Last week we witnessed systemic failure fears escalate across the global banking sector, a cursory glance at the market’s preferred “flight to safety” vehicles over the last 5-days illustrates how these fears had grown:
- Gold rallied over $US100/oz last week to its highest level since April 2022 including a whopping $US50/oz gain on Friday.
- US 2-year Bond Yields plunged from 4.6% to 3.8% as investors/traders flocked to the safety of government bonds as future rate hikes were dismissed in just a matter of days.
- The new kid on the block, Bitcoin surged +30% to a fresh 10-month high, it’s evolved into a major beneficiary of market uncertainty as well as excess liquidity.
The unprecedented speed of rate hikes by central banks has caused the underlying issues across the global banking world with Credit Suisse having to fight hard not to follow Silicon Valley Bank (SIVB US) and Signature Bank (SBNY US) into insolvency.
- the Fed, ECB, and RBA were simply too slow to recognise inflation was permeating through the economy, and their subsequent sledgehammer-style reaction has arguably been even more embarrassing – the exact damages are still not 100% clear.
- It’s hard to imagine central banks will keep hiking in the coming months and risk compounding the already scary damage to the financial sector, logic says sit back for at least a few months and evaluate the fallout in consumer confidence.

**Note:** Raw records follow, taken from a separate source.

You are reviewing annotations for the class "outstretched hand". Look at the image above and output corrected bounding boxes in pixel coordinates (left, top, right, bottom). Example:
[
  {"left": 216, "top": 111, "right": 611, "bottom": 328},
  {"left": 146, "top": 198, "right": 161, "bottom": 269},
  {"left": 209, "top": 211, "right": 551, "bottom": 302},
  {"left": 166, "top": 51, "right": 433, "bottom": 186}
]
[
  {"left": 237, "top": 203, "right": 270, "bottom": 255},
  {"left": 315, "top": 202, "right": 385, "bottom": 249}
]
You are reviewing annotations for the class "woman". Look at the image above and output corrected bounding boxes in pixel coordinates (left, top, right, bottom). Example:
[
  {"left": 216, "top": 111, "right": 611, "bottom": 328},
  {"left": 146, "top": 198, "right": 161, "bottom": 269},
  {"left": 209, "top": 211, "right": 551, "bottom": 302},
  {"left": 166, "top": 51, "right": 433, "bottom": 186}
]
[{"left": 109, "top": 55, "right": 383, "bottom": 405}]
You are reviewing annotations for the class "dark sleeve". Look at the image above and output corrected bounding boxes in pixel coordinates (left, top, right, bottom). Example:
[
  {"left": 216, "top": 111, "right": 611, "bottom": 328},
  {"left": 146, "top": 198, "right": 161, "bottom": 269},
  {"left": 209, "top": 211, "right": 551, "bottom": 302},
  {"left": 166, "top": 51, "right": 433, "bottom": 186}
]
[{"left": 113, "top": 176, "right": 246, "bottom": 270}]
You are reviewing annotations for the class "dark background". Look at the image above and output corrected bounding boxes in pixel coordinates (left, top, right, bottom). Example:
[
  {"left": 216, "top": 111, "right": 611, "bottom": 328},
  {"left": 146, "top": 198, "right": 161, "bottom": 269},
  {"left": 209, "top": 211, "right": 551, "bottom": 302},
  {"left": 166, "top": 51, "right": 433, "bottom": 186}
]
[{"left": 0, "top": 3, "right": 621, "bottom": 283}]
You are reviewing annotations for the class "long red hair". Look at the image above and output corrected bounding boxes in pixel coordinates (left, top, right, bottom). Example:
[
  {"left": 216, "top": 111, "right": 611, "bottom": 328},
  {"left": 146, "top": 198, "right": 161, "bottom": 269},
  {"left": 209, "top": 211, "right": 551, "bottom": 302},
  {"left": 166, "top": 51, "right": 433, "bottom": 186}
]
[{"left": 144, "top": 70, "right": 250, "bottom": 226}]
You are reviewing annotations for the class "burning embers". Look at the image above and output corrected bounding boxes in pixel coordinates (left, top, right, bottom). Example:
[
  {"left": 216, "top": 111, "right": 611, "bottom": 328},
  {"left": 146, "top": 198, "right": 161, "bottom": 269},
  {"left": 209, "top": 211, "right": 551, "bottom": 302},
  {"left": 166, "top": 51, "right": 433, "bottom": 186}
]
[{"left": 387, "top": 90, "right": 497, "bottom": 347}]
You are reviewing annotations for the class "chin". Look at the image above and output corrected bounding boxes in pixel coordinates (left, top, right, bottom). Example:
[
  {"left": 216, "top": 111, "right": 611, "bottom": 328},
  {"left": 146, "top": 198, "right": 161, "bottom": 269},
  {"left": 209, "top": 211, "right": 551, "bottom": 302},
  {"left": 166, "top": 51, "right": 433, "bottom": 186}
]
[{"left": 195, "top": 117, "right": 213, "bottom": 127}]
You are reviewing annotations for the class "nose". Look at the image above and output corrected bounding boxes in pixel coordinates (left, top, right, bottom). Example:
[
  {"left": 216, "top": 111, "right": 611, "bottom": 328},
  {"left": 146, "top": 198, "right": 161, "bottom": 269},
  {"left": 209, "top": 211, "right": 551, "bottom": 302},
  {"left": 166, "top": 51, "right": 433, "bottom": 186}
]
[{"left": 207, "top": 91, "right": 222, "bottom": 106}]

MM remains fairly comfortable that the regulators will end the current panic sooner rather than later although that doesn’t mean the banks are a “screaming buy” they are likely to take time to regain investors’ full confidence – people love to knock the Australian banks but its times like now where we should feel blessed by their strength and stability.
- The Fed, FDIC, ECB, Warren Buffett, UBS, etc are all looking to regain market stability &/or benefit from the current volatility, at MM we believe they will ultimately be successful.
At this stage, MM believes we are witnessing a washout of a few badly run and overleveraged global banks but by definition when this purge is complete, which might even be early this week following the purchase of Credit Suisse by UBS, we expect stability will return and the quality banks that have been caught up in the sectors sell-off will bounce but it’s unlikely MM will go to market weight, let alone overweight, in the foreseeable future simply because the pullback by Australian banks has been very controlled.
- The risk/reward is finally looking attractive for the US S&P500 regional banks after they’ve tumbled almost 60%.
- Markets should bounce this morning but confidence is a tough beast to forecast and volatility is unlikely to vanish in just 24 hours as stocks look for a new level of equilibrium.